Adult baths
On July 1, 2011
- Uncategorized
Being parents has certainly had an impact on our relationship. We have both grown as individuals, grown as a family and grown together as parents. It has also had some detrimental effects – we spend less dedicated time together, and have not been communicating as much as we need to – which shows in our relationship.
While on holiday we got to spend a lot more time chatting and connecting. That was mostly because I was not working and we just had more time to spend together in the evenings. It was really good and reminded me that we need to be proactive in nurturing our relationship.

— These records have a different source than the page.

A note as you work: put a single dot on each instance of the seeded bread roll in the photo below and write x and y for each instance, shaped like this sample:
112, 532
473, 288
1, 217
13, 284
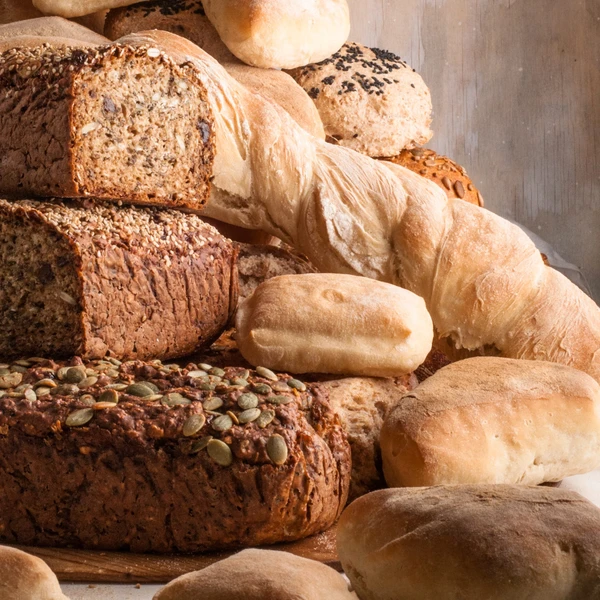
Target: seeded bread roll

Before Grace was born we would usually chat to each other at bath time. Right from the start of our marriage bath time has always been a time to connect and speak about what is on our minds, but that has changed. For the last while I have been bathing with Grace, and then Donné would bath while I read Grace her bedtime stories. After supper it is typically clean up and kitchen and then off to work until the late hours of the night, leaving little time to connect.
So I have reinstated what we call "adult baths" where it is just the two of us. It is good to continue what we started on holiday and already the effects of this time together are showing.
I have been working pretty hard this year and I don't really know how it all fits together to get everything done that I need to, as well as invest the amount of time that a strong relationship needs, but I do know that trying to work it out is worth it.
Maybe growing up is the realisation that there are no simple answers. I quite like Anthony Robbins’s image of a wheel, where each slice represents a part of your life; and until that wheel is round, it will never roll properly. Of course, most of us spend all of our lives figuring out how to turn that wonky shape into a circle. Good luck–if anyone can get there it’s you guys.